Questions about Write Interleaving Exclusion in AXI4 Protocol

I am reaching out to seek the actual reason that write data interleaving is not supported in the AXI4 protocol.

As far as I know, in the AXI4 protocol, write data interleaving is no longer supported. Some argue that the effort and resources required to support write data interleaving were too high, which led to its exclusion from the AXI4 protocol. However, when multiple masters with different transmission speeds attempt to perform write transactions simultaneously, the interconnect can become congested if write data interleaving is not supported. This could decrease the bandwidth and throughput of the bus.

So, what is the actual reason that write interleaving is not supported in the AXI4 protocol if there is potential performance degradation in some common scenarios? Are there any other pros and cons that need to be considered?

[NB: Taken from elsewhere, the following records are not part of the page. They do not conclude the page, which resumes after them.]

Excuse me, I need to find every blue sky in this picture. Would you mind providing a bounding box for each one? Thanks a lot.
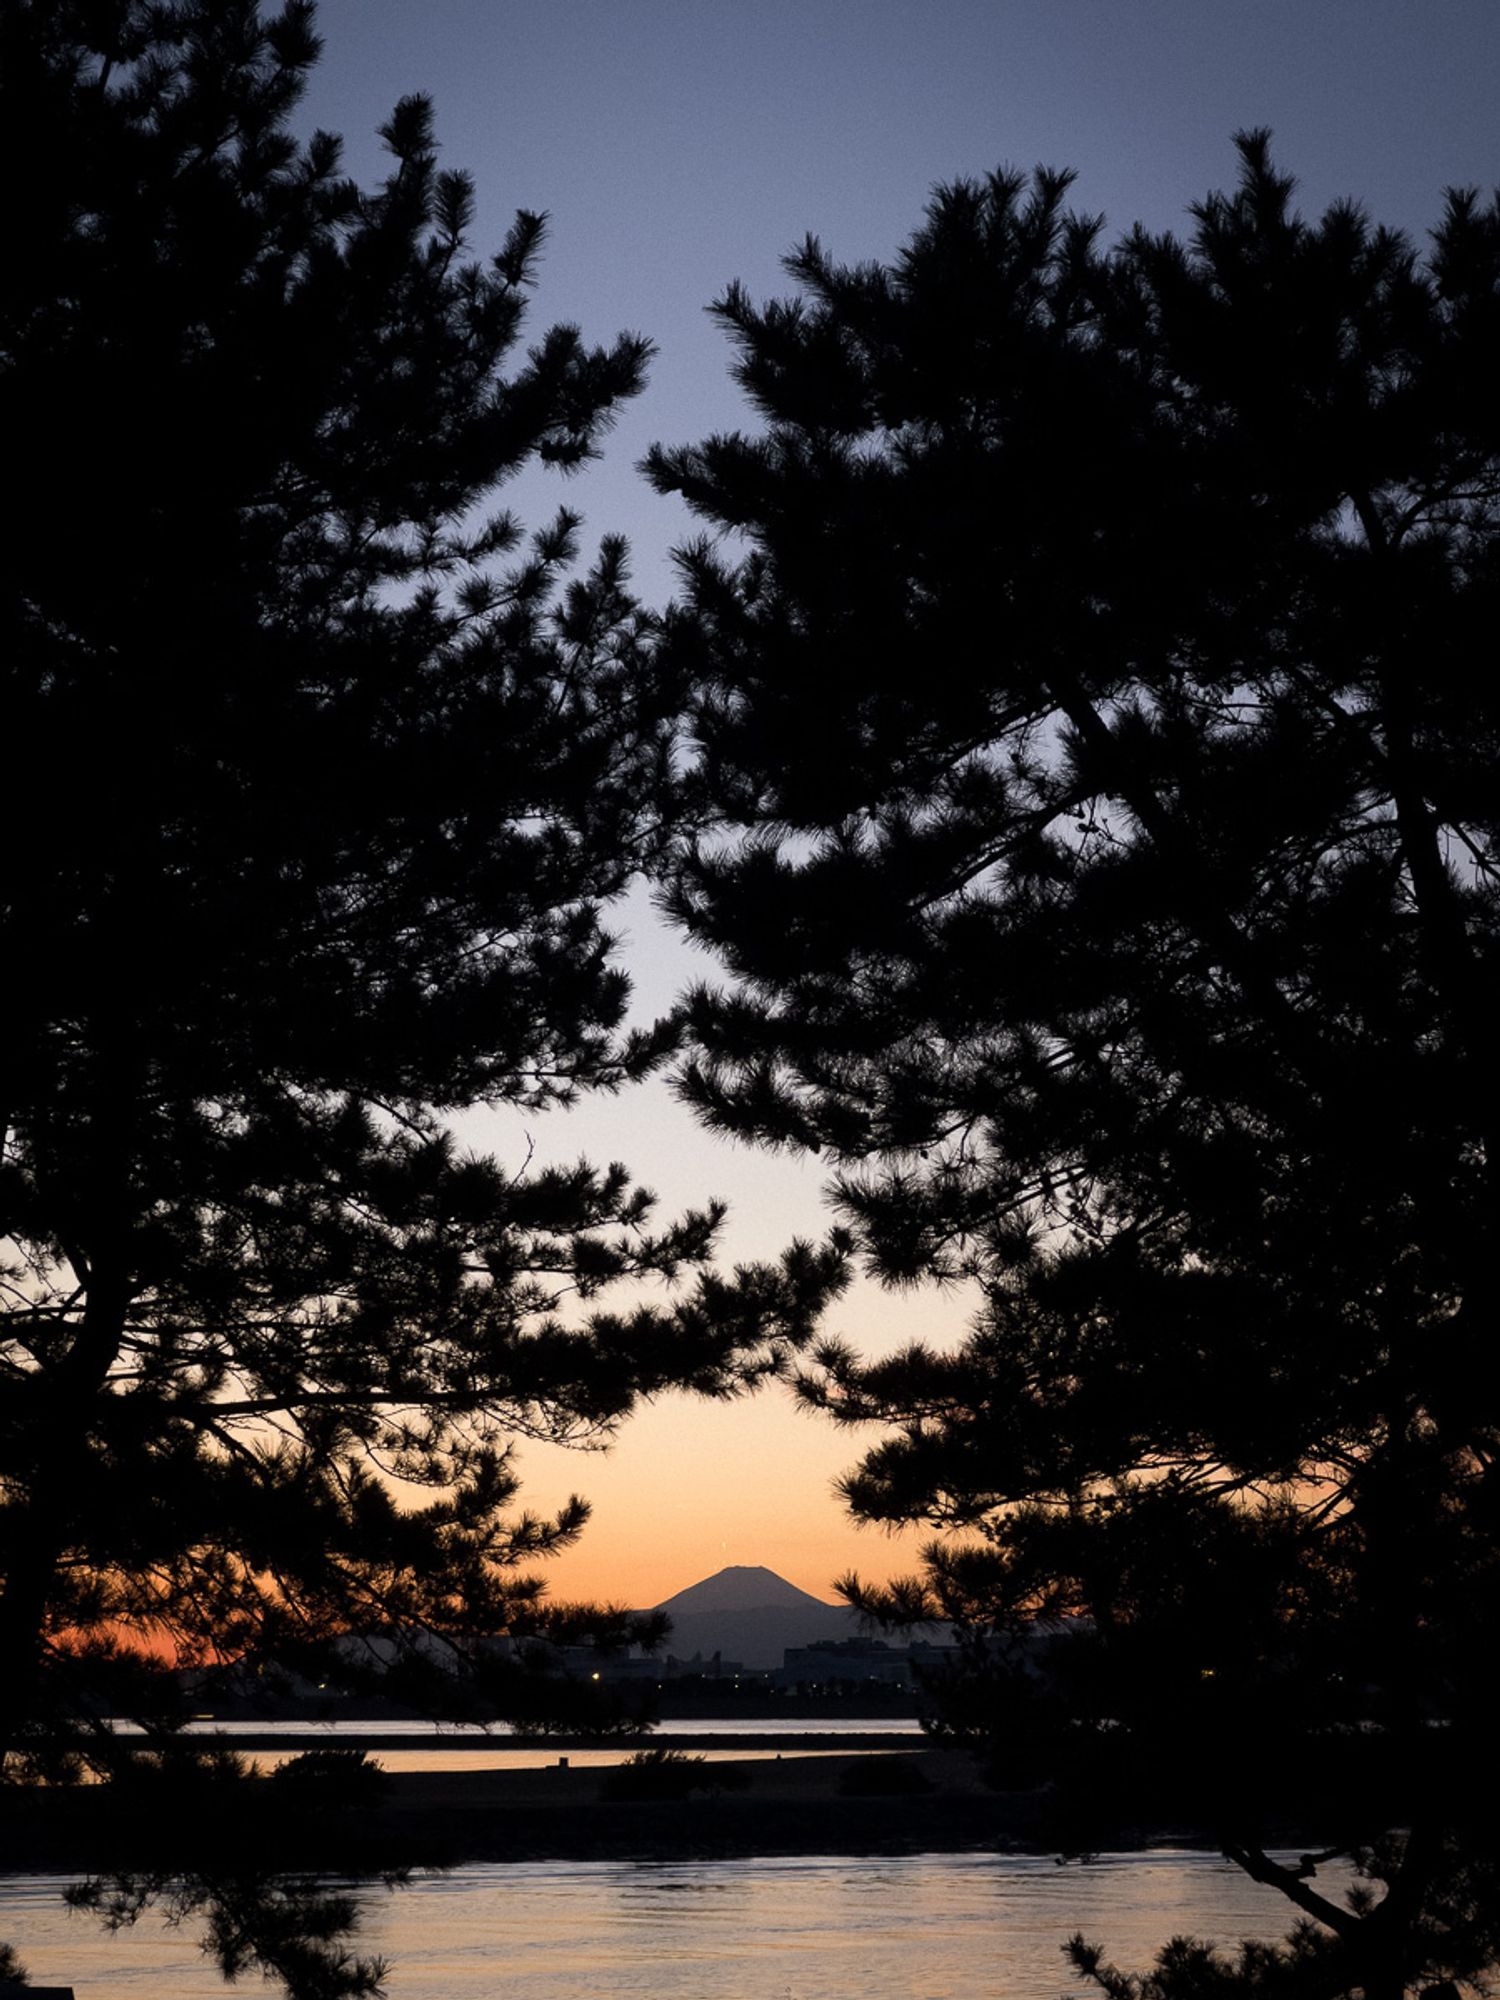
[301,1,1500,608]
[294,1,1499,1603]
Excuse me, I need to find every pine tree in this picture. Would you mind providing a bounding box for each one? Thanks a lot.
[646,137,1500,1995]
[0,5,844,1991]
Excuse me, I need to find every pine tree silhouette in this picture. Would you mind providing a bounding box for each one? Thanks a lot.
[647,135,1500,1995]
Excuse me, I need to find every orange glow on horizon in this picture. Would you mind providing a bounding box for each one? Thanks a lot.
[509,1379,931,1612]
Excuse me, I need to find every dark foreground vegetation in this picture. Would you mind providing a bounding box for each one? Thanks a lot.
[0,1749,1322,1876]
[0,2,844,1990]
[645,121,1500,2000]
[4,0,1497,1996]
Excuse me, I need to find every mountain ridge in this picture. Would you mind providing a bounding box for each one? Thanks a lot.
[646,1565,858,1669]
[652,1564,840,1616]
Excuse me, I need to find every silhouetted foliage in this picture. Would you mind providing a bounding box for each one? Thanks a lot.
[0,2,846,1991]
[68,1848,401,2000]
[647,136,1500,1995]
[599,1746,708,1800]
[269,1749,392,1808]
[15,1737,428,1993]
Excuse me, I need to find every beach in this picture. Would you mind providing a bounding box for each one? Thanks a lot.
[1,1749,1078,1875]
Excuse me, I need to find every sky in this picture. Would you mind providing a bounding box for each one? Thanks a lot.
[295,0,1499,1612]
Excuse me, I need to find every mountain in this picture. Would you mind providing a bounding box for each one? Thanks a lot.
[656,1565,836,1617]
[650,1565,860,1669]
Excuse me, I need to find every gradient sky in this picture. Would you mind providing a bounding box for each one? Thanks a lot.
[295,1,1498,1611]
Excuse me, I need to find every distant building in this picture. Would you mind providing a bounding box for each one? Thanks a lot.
[576,1648,749,1685]
[776,1636,959,1690]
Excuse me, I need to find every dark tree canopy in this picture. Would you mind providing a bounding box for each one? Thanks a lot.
[0,5,844,1989]
[648,137,1500,1996]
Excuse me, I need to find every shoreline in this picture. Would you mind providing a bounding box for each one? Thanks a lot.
[1,1751,1232,1875]
[151,1727,924,1755]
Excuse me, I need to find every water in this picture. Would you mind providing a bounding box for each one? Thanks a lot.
[165,1718,923,1739]
[1,1849,1349,1998]
[287,1746,892,1774]
[130,1715,926,1774]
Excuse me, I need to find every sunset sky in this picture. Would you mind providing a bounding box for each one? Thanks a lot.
[296,0,1499,1611]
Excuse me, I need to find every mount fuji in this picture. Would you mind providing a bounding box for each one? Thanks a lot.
[650,1565,860,1668]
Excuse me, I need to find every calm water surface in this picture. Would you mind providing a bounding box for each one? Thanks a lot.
[1,1850,1349,1998]
[132,1716,926,1773]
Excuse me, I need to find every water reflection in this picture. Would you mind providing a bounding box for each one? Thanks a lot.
[2,1850,1357,1999]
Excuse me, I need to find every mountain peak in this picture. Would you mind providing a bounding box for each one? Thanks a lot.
[653,1564,840,1615]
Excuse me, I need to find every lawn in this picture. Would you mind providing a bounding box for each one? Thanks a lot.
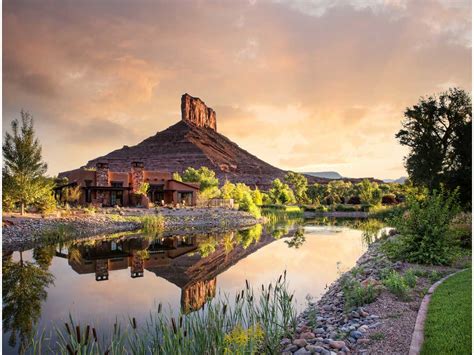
[421,269,472,355]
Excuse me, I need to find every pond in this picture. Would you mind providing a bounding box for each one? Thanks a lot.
[2,217,374,354]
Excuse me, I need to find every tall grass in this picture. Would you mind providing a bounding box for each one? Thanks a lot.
[25,274,296,354]
[141,214,165,234]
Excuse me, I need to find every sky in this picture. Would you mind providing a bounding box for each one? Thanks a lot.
[3,0,472,179]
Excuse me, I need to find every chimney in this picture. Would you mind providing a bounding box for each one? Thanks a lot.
[181,93,217,131]
[131,161,145,192]
[96,162,109,187]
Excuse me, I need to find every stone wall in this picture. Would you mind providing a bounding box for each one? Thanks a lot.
[181,93,217,131]
[131,162,144,193]
[96,163,109,187]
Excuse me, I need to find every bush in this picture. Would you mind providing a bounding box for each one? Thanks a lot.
[382,270,410,300]
[383,189,462,265]
[141,214,165,233]
[403,269,418,288]
[335,204,360,212]
[342,276,380,309]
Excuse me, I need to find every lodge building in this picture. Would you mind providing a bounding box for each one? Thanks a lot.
[56,162,200,207]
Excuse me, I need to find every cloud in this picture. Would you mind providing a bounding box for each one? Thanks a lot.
[2,0,470,178]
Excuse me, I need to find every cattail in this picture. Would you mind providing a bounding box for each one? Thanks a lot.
[179,315,183,328]
[261,284,264,291]
[284,270,287,279]
[85,325,90,344]
[158,303,162,313]
[66,344,74,355]
[289,295,294,302]
[132,317,137,329]
[241,290,244,299]
[278,274,282,283]
[171,318,177,334]
[65,323,71,335]
[76,326,81,343]
[245,279,249,289]
[184,329,188,337]
[105,349,110,355]
[266,292,270,302]
[93,328,98,342]
[114,323,117,335]
[222,304,227,316]
[236,293,240,302]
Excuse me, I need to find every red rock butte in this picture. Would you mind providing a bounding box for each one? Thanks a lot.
[74,94,378,189]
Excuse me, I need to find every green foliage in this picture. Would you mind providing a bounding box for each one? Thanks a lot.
[341,275,380,310]
[239,193,261,218]
[220,180,235,199]
[136,182,150,196]
[356,179,382,206]
[396,88,472,207]
[182,166,219,191]
[172,172,183,181]
[421,269,471,355]
[306,183,326,205]
[284,172,308,203]
[383,189,462,265]
[268,179,296,205]
[3,111,53,215]
[382,270,415,300]
[26,276,296,354]
[251,187,263,206]
[403,269,418,288]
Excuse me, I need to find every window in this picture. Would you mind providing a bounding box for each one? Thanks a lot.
[177,191,193,206]
[111,181,123,187]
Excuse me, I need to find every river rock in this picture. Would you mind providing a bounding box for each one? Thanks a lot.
[329,340,346,350]
[293,338,308,347]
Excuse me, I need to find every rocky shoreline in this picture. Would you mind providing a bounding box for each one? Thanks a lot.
[281,235,461,355]
[2,207,259,251]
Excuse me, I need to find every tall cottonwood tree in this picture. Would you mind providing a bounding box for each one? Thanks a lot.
[396,88,472,206]
[3,111,51,214]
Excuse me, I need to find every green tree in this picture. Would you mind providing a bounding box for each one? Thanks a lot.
[307,183,326,205]
[220,180,236,199]
[182,167,220,199]
[268,179,296,205]
[284,172,308,203]
[327,180,352,204]
[251,187,263,206]
[396,88,471,206]
[356,179,382,206]
[172,172,183,181]
[3,112,51,215]
[136,182,150,196]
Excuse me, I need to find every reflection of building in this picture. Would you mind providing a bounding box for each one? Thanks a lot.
[57,228,287,313]
[56,161,199,207]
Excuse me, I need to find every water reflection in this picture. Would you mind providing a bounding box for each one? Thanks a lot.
[2,216,379,354]
[2,251,54,352]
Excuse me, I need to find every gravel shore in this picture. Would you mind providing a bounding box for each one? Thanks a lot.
[282,236,460,355]
[2,207,259,251]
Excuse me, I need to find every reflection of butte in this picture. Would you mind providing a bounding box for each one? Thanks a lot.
[56,226,297,313]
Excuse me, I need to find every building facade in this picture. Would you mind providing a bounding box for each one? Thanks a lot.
[56,162,200,207]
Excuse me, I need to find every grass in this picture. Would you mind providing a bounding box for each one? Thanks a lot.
[369,332,385,341]
[25,274,297,354]
[341,275,381,310]
[421,269,472,355]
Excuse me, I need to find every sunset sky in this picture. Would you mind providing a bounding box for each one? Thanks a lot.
[3,0,471,179]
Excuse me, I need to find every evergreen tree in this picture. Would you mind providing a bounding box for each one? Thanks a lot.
[3,111,52,215]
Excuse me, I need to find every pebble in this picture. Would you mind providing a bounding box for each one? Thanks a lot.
[350,331,363,339]
[300,332,315,340]
[293,339,308,348]
[294,349,311,355]
[329,340,346,350]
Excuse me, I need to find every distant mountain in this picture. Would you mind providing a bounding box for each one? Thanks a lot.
[383,176,408,184]
[304,171,343,180]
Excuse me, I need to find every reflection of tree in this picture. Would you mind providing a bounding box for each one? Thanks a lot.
[198,236,219,257]
[2,255,54,352]
[236,224,263,249]
[222,232,236,254]
[32,245,56,270]
[285,228,306,249]
[357,219,385,245]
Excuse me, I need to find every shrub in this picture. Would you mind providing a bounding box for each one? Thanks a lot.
[382,270,410,300]
[383,189,462,265]
[335,204,359,212]
[403,269,418,288]
[342,276,380,309]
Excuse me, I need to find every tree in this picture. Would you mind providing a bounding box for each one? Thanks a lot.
[268,179,296,205]
[220,180,236,199]
[172,172,183,181]
[307,183,326,205]
[136,182,150,196]
[327,180,352,204]
[182,166,220,199]
[3,112,51,215]
[396,88,471,206]
[284,172,308,203]
[356,179,382,206]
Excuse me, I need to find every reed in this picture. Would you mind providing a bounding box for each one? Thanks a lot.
[23,275,296,354]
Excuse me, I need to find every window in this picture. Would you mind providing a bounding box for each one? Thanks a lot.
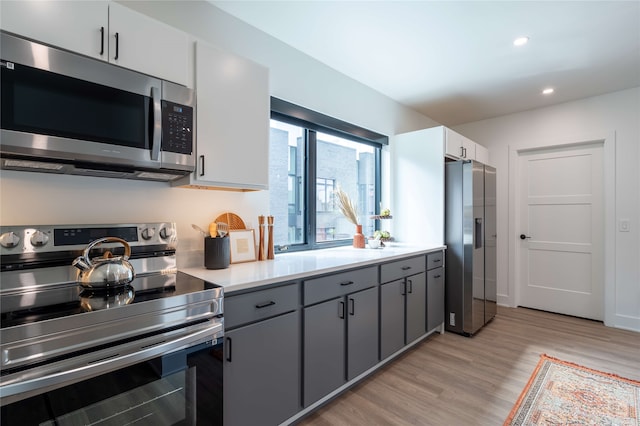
[268,98,388,252]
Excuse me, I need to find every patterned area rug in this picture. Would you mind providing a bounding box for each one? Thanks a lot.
[505,354,640,425]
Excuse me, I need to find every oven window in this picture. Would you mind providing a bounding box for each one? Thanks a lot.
[1,63,150,149]
[1,341,222,426]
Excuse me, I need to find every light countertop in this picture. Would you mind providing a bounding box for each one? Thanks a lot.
[180,243,445,294]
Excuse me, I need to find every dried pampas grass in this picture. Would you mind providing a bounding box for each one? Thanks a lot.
[335,187,359,225]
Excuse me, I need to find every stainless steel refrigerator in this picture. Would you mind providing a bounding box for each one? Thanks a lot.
[445,160,496,336]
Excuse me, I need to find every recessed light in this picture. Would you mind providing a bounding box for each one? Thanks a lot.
[542,88,555,95]
[513,36,529,46]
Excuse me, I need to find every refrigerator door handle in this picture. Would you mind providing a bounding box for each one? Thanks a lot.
[475,218,483,249]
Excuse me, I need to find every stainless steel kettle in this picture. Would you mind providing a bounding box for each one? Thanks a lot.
[73,237,135,288]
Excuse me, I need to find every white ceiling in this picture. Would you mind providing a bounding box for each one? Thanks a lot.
[212,1,640,126]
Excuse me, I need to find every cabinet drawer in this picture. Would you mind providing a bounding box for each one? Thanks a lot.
[427,251,444,270]
[380,256,425,283]
[225,283,299,329]
[304,267,377,306]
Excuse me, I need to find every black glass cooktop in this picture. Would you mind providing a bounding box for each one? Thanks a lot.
[1,272,220,329]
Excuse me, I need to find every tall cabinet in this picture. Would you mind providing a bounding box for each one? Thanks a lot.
[393,125,491,245]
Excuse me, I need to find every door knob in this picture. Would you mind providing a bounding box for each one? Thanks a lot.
[520,234,531,240]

And what exactly are the efforts and resources needed to support write interleaving?

  • I think your second paragraph already contains the answers to your questions.

    Write data interleaving was dropped from AXI4 because it was too complex to implement, and instead designers tended to buffer up write data before sending it all in one burst of consecutive transfers, so minimising the time the transfers might clash with another manager attempting to send data.

    The reason why interleaving was first proposed in AXI3 was for the performance/bandwidth reasons you listed, but this was not an option that was frequently implemented, so was dropped to simplify the protocol.

    As for what would be required to implement support for write data interleaving, I've never implemented such a system, but I'd imagine that AXI managers have the slightly easier job of just merging together the active write data streams from each processing thread, but AXI subordinates have a much more difficult job in that they need to be able to support the write interleaving depth number of data streams, either being able to accept and store a data transfer for any of the active transactions (so no use of bursts) or else locally buffering up the received data for each active stream and then using burst writes when the data for the transaction has all been received.

    Most systems I would imagine would have more subordinates than managers, so supporting interleaving has a bigger complexity impact than the simpler approach of buffering up write data in the manager before issuing the transaction.